A4: We employ the LLM as a strategic planner that sets the overarching fusion policy based on a stable and holistic view of the data, which does not require batch-level frequency. Frequent LLM calls would introduce prohibitive computational latency and risk destabilizing the training process by overreacting to batch-level noise. To capture finer dynamics without these drawbacks, we employ a lightweight policy network that updates every batch. This creates a highly effective "LLM macro-guidance + network micro-adjustment" framework, where the LLM provides robust strategy while the policy network handles rapid, tactical adaptations, thus achieving both clustering performance and computational efficiency.


Q5: A detailed introduction should be given on the application of LLM in clustering, and some formatting errors should be corrected to improve overall clarity.

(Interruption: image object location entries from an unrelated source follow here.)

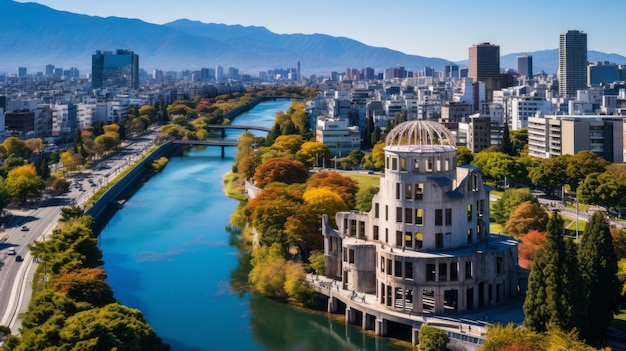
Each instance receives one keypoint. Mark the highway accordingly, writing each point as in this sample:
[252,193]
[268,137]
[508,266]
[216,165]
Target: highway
[42,217]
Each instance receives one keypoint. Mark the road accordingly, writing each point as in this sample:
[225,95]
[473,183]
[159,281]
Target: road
[16,277]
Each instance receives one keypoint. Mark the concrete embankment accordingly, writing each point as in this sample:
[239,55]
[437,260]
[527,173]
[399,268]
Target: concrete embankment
[108,202]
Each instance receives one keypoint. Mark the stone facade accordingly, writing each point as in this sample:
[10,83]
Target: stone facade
[425,246]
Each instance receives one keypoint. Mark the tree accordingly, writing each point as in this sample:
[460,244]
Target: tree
[432,339]
[511,198]
[598,264]
[464,156]
[23,181]
[345,187]
[280,170]
[526,217]
[364,198]
[549,173]
[601,189]
[60,186]
[313,153]
[554,284]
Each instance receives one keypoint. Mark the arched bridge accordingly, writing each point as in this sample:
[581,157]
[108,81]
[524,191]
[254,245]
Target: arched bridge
[220,143]
[223,128]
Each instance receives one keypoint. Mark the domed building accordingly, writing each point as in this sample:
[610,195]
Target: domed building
[425,246]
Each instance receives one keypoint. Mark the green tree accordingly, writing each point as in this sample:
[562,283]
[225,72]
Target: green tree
[554,284]
[511,198]
[23,182]
[526,217]
[549,173]
[464,156]
[598,264]
[432,339]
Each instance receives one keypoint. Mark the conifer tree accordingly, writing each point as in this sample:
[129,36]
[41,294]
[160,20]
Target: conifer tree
[598,265]
[554,285]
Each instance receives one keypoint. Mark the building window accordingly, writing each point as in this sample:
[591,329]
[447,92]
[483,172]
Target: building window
[468,270]
[454,271]
[438,216]
[398,269]
[443,272]
[430,272]
[408,215]
[419,191]
[419,219]
[408,270]
[408,192]
[438,241]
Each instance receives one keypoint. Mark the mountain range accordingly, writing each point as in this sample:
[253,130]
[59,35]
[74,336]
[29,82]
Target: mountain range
[34,35]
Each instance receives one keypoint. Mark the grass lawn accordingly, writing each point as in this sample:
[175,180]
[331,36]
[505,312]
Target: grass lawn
[364,180]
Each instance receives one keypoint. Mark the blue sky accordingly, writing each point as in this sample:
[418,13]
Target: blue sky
[432,28]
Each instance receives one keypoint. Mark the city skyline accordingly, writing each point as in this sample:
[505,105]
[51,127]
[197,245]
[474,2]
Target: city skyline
[416,28]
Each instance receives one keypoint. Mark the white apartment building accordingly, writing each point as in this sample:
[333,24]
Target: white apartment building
[425,246]
[568,134]
[336,134]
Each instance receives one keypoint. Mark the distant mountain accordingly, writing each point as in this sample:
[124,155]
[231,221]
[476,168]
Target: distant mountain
[34,35]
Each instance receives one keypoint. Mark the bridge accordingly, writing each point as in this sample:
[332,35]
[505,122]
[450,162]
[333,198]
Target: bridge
[221,143]
[223,128]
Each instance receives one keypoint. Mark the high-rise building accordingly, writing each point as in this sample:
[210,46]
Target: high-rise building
[572,62]
[484,66]
[525,65]
[119,69]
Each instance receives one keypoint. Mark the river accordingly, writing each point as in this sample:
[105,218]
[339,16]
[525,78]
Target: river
[169,252]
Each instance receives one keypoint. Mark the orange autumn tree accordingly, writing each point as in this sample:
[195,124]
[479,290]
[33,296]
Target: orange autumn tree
[531,243]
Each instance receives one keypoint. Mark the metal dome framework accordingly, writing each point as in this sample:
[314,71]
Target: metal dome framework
[420,134]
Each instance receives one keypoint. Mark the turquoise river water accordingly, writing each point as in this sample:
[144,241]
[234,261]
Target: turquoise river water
[170,253]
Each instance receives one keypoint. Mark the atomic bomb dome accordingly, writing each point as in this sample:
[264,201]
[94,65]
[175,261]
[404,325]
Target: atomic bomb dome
[414,135]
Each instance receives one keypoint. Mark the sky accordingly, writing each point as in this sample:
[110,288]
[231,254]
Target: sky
[431,28]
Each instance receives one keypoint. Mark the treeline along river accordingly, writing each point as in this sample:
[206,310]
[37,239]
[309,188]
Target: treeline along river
[170,253]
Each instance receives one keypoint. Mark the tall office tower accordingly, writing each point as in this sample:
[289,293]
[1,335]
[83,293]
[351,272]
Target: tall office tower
[572,62]
[298,71]
[451,71]
[484,66]
[219,73]
[525,66]
[119,69]
[49,69]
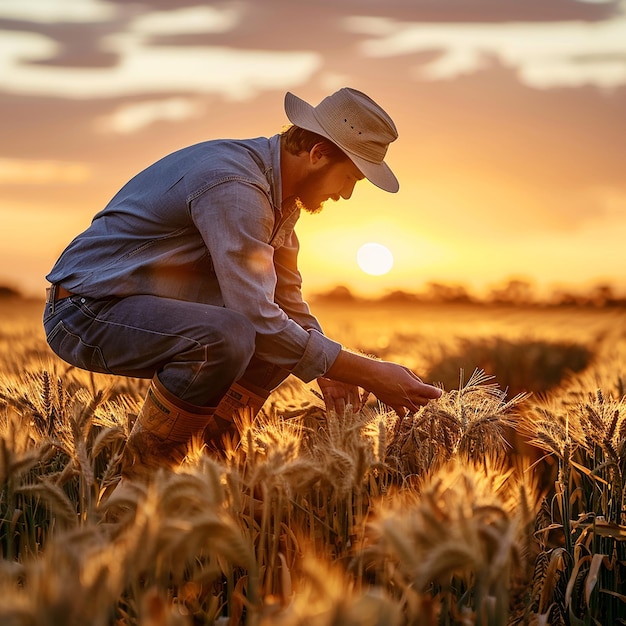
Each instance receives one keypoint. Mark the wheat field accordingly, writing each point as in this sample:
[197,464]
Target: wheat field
[501,503]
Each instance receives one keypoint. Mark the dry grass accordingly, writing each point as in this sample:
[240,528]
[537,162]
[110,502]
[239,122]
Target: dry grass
[448,516]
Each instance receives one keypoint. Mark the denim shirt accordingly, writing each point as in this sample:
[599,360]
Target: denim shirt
[205,224]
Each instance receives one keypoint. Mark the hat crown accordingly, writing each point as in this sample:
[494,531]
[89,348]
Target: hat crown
[356,124]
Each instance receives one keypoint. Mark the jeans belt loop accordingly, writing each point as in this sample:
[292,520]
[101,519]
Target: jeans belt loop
[51,293]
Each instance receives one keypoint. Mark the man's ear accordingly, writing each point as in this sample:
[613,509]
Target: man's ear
[318,152]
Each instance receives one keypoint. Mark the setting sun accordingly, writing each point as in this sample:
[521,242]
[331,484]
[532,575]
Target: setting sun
[374,259]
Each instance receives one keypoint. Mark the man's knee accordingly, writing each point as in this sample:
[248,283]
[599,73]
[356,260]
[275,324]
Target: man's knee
[237,343]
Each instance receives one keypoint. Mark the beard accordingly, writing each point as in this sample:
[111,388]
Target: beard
[301,206]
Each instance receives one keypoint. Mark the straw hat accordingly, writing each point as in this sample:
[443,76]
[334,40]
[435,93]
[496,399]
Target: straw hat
[355,123]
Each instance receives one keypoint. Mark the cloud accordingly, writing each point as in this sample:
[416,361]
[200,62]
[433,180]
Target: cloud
[143,69]
[50,12]
[42,172]
[545,54]
[188,21]
[27,60]
[129,118]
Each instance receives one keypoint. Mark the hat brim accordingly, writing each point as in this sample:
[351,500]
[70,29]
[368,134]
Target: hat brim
[302,114]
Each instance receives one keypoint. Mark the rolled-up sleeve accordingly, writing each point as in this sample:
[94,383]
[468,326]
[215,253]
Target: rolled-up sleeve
[237,221]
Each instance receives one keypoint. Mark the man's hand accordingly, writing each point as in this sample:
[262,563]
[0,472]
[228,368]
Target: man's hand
[338,395]
[393,384]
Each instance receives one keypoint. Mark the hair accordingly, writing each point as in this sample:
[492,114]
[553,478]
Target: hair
[296,140]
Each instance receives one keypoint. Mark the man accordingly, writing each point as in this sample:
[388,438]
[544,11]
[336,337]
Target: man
[189,277]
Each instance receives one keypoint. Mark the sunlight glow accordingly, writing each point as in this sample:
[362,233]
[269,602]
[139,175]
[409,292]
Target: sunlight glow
[374,259]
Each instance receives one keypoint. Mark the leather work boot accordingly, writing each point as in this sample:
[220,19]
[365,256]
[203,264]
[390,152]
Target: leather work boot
[161,432]
[236,401]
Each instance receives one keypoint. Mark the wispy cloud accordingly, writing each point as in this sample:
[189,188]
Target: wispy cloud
[50,12]
[42,172]
[144,67]
[544,54]
[129,118]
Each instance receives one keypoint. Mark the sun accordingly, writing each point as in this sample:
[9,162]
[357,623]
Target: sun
[374,259]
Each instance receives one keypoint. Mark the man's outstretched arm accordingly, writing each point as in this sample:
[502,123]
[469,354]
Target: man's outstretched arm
[393,384]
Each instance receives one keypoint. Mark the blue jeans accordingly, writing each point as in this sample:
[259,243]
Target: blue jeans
[197,350]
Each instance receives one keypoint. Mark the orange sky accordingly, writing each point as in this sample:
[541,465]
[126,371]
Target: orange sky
[512,121]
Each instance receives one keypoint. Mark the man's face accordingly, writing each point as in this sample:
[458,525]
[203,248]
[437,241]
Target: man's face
[327,180]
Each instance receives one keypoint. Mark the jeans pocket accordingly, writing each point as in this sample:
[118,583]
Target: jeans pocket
[72,349]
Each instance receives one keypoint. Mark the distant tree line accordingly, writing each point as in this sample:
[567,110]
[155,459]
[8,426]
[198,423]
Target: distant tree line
[515,292]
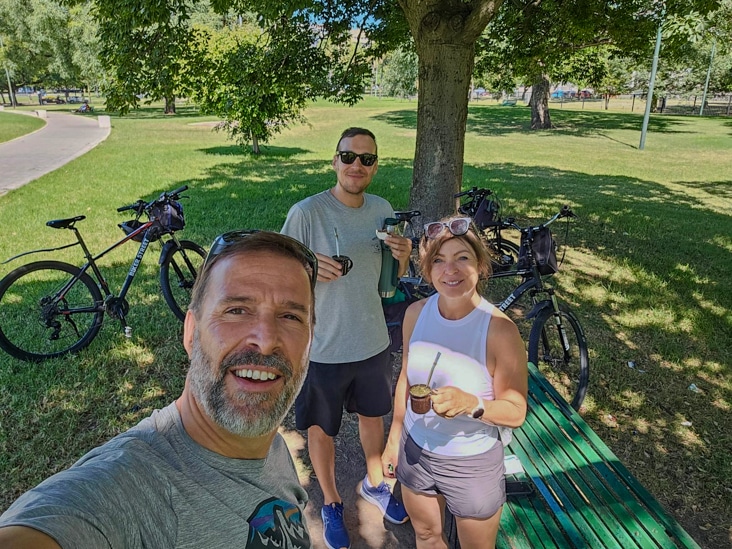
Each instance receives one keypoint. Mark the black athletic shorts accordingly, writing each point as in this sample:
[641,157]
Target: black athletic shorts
[363,387]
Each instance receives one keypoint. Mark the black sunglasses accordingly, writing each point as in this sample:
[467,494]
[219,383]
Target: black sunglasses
[298,250]
[349,157]
[457,227]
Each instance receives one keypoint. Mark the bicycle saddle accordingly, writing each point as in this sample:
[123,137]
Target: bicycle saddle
[64,223]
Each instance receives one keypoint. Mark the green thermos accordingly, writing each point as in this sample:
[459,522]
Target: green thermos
[389,266]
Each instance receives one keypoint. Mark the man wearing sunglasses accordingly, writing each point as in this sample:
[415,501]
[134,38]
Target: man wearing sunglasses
[350,361]
[210,469]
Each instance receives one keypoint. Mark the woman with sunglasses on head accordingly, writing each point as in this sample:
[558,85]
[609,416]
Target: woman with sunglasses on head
[473,359]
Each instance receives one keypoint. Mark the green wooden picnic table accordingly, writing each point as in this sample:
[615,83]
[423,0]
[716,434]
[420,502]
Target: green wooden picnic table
[581,495]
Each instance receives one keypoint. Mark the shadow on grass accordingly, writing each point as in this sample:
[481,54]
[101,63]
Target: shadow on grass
[493,120]
[635,239]
[246,152]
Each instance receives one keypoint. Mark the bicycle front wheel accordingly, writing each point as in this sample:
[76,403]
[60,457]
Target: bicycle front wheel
[48,309]
[178,272]
[564,361]
[503,253]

A5: We will thoroughly revise the manuscript and expand our work on the latest applications of LLM in clustering tasks. In addition, we will carefully proofread the entire paper and correct all formatting and formatting errors.

评论

Dear hDjh,

Thank you for all your work in reviewing so far! Please confirm that your concerns regarding whether LLMs should be more dynamically integrated and regarding metrics used for evaluating the quality of multiple views is answered by the authors. Please engage with responses early and adjust your scores as needeed.

Thank you!

AC

最终决定

Summary of Contributions: The paper proposes a multiview clustering framework through a multi-agent framework. Multiple agents extract features, combined with an aggregator, and finally an LLM-guided dynamic fusion of extracted features for unsupervised learning. Feature learning uses spatial and frequency domain and the LLM dynamically learns a notion of "view quality" and "fusion weights". Empirical evaluation on six benchmark datasets demonstrates strong results.

Strengths: Reviewers noted the following strengths:

  1. Novelty of integrating LLMs as a decision-maker and fusion agend for multiview clustering, explicitly overcoming known issues of static strategies.
  2. Importance of using frequency domain feature learning to improve robustness to noise.
  3. Exhaustive empirical evaluation
  4. A few reviewers noted that writing quality, and exposition is well done and the paper is easy to follow (including visualizations aka Figure 1).

Weaknesses : Reviewers noted the following weaknesses in their initial review:

  1. Dynamic aggregation has been proposed before potentially reducing novelty, where use of LLMs is the main contribution
  2. Lack of clarity on whether LLMs need to be fine-tuned for this purpose
  3. Not all design choices are well justified, such as choice of scores of "view quality", justification of use of frequency domain feature learning
  4. Lack of description and comprehensiveness of experimental data.
  5. Minor typos
  6. Impact of the choice of LLMs not justified
  7. Potentially missed baselines

Rebuttal and discussion: Authors added additional justification for dynamic aggregation, compared performance across different LLMs, added dataset descriptions in their response, and baselines suggested by reviewers. Reviewers maintained or improved scores based on the rebuttal.

Final recommendation: Accept. Assuming all additional empirical evaluation is worked into the final manuscript, typos and corrections incorporated, I see that reviewers' major concerns are resolved.